“You’re making a big mistake. You won’t get away with?—”
I never got to finish the sentence as pain exploded in the back of my head and the ground swayed. A van door slid open and my body hit the hard floor just as I heard Dina shouting my name once—sharp, terrified—before gunfire erupted. The door to the van slammed and the sound dulled.
“Get us out of here,” Jacqueline said, her voice eerily calm.
The van lurched forward immediately, turning too fast, the engine growling. My pulse hammered in my ears.
And all the while, Jacqueline’s eyes—filled with crazed hate—stared me down.
Chapter 40
Kian
The words on the screen turned fuzzy, and I rubbed my eyes behind my glasses.
Things with Sophie were good—very good, in fact—but I hadn’t made any further progress in locating Jacqueline. It made the paranoia in my chest grow and my nightmares had returned with one major exception: Elena’s dead face had been replaced with Sophie’s.
I drummed my fingers on the desk and scanned the list of passengers on every boat roaming between Greece and Albania.Again. Nothing jumped out.
My phone lit up and Amir’s name appeared on the screen. He was mad I assigned him to tail Dina and Sophie, and I suspected he probably wanted to complain.
Swiping to answer, I held the phone up to my ear and answered with a sigh. “Yes, Amir.”
“They took her.”
I heard the panic before I understood the words. I stood and immediately put him on speaker.
“What do you mean? Who?”
“Sophie.” My chest seized, my heart suddenly forgetting how tofunction. “Dina’s okay, but Sophie… Two men and a woman snatched her.”
“Tell me everything you know,” I barked.
Amir began to recount Dina losing them with her driving, and Sophie jumping out in front of her teacher’s street.
“When I got here,” he explained, “Dina was screaming and I started shooting. I got one, but the other two took off with Sophie.”
“Is the man you shot dead?” I snapped.
“No, just wounded,” Amir retorted.
I yanked at my tie with one hand to loosen it, panic twisting in my chest. I was supposed to protect her, and she was taken from right under my nose.

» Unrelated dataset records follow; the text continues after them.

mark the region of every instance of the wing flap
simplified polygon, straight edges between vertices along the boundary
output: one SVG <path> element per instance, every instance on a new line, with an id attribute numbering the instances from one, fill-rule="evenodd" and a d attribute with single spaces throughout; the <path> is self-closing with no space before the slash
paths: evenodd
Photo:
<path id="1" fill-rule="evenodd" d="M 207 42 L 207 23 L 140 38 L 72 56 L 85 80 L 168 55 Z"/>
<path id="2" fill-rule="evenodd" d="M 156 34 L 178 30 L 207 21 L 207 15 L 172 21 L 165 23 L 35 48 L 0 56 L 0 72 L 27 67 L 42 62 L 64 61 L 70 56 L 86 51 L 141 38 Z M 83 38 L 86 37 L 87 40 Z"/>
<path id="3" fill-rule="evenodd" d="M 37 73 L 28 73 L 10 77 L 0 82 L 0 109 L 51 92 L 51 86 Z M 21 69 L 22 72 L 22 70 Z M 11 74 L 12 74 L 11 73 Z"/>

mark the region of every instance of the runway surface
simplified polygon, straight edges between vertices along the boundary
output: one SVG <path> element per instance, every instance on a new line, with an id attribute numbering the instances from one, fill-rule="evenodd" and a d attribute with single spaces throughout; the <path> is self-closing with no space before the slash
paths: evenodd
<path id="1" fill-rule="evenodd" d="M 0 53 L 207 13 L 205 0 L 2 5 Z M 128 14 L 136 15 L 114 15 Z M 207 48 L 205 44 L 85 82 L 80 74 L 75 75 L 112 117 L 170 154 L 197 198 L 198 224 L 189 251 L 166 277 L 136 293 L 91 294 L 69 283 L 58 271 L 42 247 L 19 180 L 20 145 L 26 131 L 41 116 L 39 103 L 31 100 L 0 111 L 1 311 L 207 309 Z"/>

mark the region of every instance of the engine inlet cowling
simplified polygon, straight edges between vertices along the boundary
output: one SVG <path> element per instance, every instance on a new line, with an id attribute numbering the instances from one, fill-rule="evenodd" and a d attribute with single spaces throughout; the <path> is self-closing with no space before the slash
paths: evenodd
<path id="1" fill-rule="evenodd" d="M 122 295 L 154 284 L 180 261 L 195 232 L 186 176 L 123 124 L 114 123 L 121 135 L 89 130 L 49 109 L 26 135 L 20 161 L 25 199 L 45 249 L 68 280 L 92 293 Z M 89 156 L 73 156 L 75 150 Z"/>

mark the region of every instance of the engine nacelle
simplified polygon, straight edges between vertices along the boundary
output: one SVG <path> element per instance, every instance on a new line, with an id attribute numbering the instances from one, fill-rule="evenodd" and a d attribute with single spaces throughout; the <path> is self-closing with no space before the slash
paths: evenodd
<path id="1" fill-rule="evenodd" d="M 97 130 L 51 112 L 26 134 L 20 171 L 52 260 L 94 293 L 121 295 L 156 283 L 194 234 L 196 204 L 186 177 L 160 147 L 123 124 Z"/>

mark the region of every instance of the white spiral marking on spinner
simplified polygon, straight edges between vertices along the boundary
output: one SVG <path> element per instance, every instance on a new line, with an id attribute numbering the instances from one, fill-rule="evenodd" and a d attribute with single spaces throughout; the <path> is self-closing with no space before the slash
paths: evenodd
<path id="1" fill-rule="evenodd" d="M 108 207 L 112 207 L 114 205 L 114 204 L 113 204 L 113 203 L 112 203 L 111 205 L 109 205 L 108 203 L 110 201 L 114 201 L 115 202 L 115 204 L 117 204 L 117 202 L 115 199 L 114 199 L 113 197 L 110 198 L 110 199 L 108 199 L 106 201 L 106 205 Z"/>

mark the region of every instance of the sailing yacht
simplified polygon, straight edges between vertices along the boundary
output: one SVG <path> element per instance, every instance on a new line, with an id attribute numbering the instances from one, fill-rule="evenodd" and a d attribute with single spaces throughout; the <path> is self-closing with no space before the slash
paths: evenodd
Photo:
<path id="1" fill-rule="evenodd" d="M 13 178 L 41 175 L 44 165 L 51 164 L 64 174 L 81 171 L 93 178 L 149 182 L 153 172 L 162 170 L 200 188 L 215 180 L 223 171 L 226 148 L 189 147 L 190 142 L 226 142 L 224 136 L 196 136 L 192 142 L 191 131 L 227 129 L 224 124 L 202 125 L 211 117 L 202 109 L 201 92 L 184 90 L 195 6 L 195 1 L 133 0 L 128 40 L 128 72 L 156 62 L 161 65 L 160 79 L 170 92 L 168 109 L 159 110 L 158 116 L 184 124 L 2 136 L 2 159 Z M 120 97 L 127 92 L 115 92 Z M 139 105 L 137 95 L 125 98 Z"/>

No, now was not the time to panic. I’d get her back.
“Bring him here,” I said, my voice cold. “I’m going to check surveillance footage covering that street.”
“Follow the white van,” Amir said.
I hung up and started across the room to a separate computer. I logged in, and within a few minutes, I had the location pulled up.
My gaze was locked on the screen, terrified I might miss a single clue as I watched it all unfold with a knot in my stomach. Once Sophie was thrown into the van, I hacked into CCTV footage and traced it all the way to its destination.
Jacqueline’s yacht I’d been searching for.
The metallic smell filled the dungeon as I descended the stairs, the floor sticky under my leather shoes. I welcomed the darkness that swallowed me with each step I took closer to our captive.
I needed to punish, hear the cries as he begged for his life and feel life drain out of the bastard who helped Jacqueline take Sophie. But the priority was to get where Jacqueline’s yacht was heading. She’d been able to keep under the radar in the Albanian and Greek waters, and I couldn’t afford to waste time roaming the seas and continuing to look for her.